This is my first post...my father passed about a year and a half ago - it was unexpected (3 weeks from diagnosis to death) and I was completely devastated. My dad and I had always been close, mostly because my mom is a bully with a sweet face. She fools everyone how wonderfully kind she is, but if you lived with her, it's a different story. My dad modeled enabling kinds of behavior, and, dealing with this all of my life, that is what I learned to do, too. Until I met my wonderful husband and I learned that there are different (healthier) ways of interacting. I distanced myself emotionally from my mother, but remained close with my father. None of us are perfect, and I'm sure I do things wrong, but I am much more like my dad - we "got" each other. Her bullying of him never stopped, and when he became ill, she checked out (no visits, no phone calls) - thank goodness I was there with him or he would have died alone. The man did EVERYTHING for and with her - cooked, cleaned, checked her blood sugar, exercised with her (the only way she would do it), bought her whatever she wanted...and I've pretty much assumed his role.

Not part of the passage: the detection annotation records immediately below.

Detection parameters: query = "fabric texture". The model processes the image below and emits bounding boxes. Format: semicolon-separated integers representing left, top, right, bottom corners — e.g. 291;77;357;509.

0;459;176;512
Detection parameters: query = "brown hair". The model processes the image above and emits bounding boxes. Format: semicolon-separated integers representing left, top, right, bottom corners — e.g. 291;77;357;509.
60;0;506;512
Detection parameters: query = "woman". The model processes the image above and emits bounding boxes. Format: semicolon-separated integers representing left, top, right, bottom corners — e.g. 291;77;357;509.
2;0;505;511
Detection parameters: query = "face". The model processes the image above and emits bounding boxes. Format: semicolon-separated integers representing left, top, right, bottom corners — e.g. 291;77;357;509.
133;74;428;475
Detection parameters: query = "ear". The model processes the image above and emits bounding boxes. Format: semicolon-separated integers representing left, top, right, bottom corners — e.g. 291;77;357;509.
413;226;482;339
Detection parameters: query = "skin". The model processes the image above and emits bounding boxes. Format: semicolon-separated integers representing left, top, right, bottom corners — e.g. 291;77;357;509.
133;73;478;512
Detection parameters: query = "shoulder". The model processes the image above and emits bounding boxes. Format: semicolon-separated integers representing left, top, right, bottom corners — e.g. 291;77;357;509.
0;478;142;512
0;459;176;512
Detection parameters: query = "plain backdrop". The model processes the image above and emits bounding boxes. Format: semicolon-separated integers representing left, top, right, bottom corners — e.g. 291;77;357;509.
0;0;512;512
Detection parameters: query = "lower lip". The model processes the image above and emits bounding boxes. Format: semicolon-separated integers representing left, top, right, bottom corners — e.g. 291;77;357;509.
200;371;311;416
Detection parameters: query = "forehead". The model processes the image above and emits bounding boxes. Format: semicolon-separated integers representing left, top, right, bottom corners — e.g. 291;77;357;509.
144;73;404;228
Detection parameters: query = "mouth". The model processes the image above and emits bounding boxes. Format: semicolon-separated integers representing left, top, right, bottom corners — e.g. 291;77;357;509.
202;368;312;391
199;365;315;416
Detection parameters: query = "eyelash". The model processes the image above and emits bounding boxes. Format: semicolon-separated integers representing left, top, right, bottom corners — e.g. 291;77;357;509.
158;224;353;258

I had hoped that mom and I could learn to lean on each other at this point in our lives - despite the dysfunction, my parents loved each other and I am sensitive to her feelings of loss, loneliness, fear (and probably so much more). I see her - she suffers from depression, intense feelings of inadequacy/inferiority (what manifests in bully behavior), inability to cope and narcissism. Her somewhat frail health declined quickly, so I moved her with me. My brother (her favorite) died in his 20's, so I have no other family (a blessing and a curse, I think).
Now, she wallows in misery all day and literally invents things to be angry about. She is raking my father's memory through the mud and is now involving his friends and former colleagues. It's devastating. I have tried EVERYTHING to get her mind occupied in doing something else besides facebook and texting/emailing people demanding to the know truth about my father's (imagined) misdeeds. She refuses counseling or even getting out of the house.
Her hostility toward me (and my deceased father) has increased significantly in the last month; she sneaks food she shouldn't eat (via well-intentioned "friends" and her caregiver) and now has herself in a medical pickle. She fights me every step of the way, then gets herself into trouble and pleads for me to help her (which I always do, because I promised my father I would). We had an honest (I thought) discussion and agreement about food, and, hours later, she went completely against it. When I asked, "Mommy, I thought we had talked about this?" she looked at me and said, "Oh, come onnnnnn - f*ck yooouuu!"
So I suppose it's time for boundaries, but its very hard for me because I feel so guilty and like I'm failing my father. My logical mind gets caught up with my emotional mind. I feel in emotional turmoil all the time (worry about her health, the abusive behavior, her spending...) and I feel like I'm kind of losing it. I can't really continue this way - it isn't fair to my (saintly!) husband. I exercise a lot, and that helps, but these worries are always lurking in the back of my mind, exhausting me.
Thank you for reading this - maybe I just needed to vent, and maybe hear from people in a similar situation as it helps to not feel quite so alone.